Essa invariante, da borboleta sobre a flor, longe de ser uma obsessão do artista, desenvolve-se como o fulcro de onde se dissipa aquela que vai ser a comarca da Metalinguagem. É o cerne de onde o artista, com suas pinceladas espessas, com suas pinceladas em forma de pequenos retângulos miúdos, busca extrair, por meio de uma justaposição, o efeito tanto da cor quanto da luz solar. Bem diferente das pinceladas mais suaves da pintura acadêmica, buscando retratar o real do jeito que ele se apresenta e não distorcendo (no bom sentido) em nada, como se fosse um retrato ou se pintasse por meio da fotografia. Para encerrar, o que chamei aqui de Metalinguagem é um se deter de um (código = pintura) e que se ousa ficar sobre ele mesmo (código = fazer/fazendo uma borboleta sobre uma flor).

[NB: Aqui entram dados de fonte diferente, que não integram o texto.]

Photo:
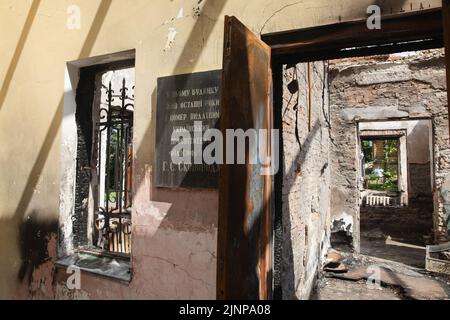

Sucede dessa maneira: como se o teatro discorresse acerca do teatro. A quantidade do que falei, só pode ser por conta de uma coisa: o artista busca, através de um exercício contínuo que não chega a enfadar, pelo contrário, se esmera, com as pinceladas consistentes, com encorpamento de tinta, aqui ou acolá exercitando uma sombra ou outra. Com efeito, nenhum estilo histórico poderia ser mais adequado ao exercício de uma pintura que se volta sobre si mesma: o Expressionismo tão peculiar de Napoleão Nunes. Mesmo o Expressionismo nos seus primórdios, no início do século XX, esse artista ainda consegue chantar diferenças, mesmo porque o nosso sol é bastante diferente do hemisfério norte, cuja luminosidade resplende uma transparência que ressalta as nossas cores e nuances. Por fim, gostaria de dizer que a Metalinguagem – o artista pintando os mesmos temas – nos conduziu a pensar dessa maneira. Há uma mensagem que evidencia ela mesma, ou seja, a insistência de fixar sobre um mesmo tema, como se necessitasse aprender a arte do Expressionismo e o que encontrou de melhor para o prazer do domínio foram apenas três elementos: orquídea, beija-flor e qualquer espécie de flor.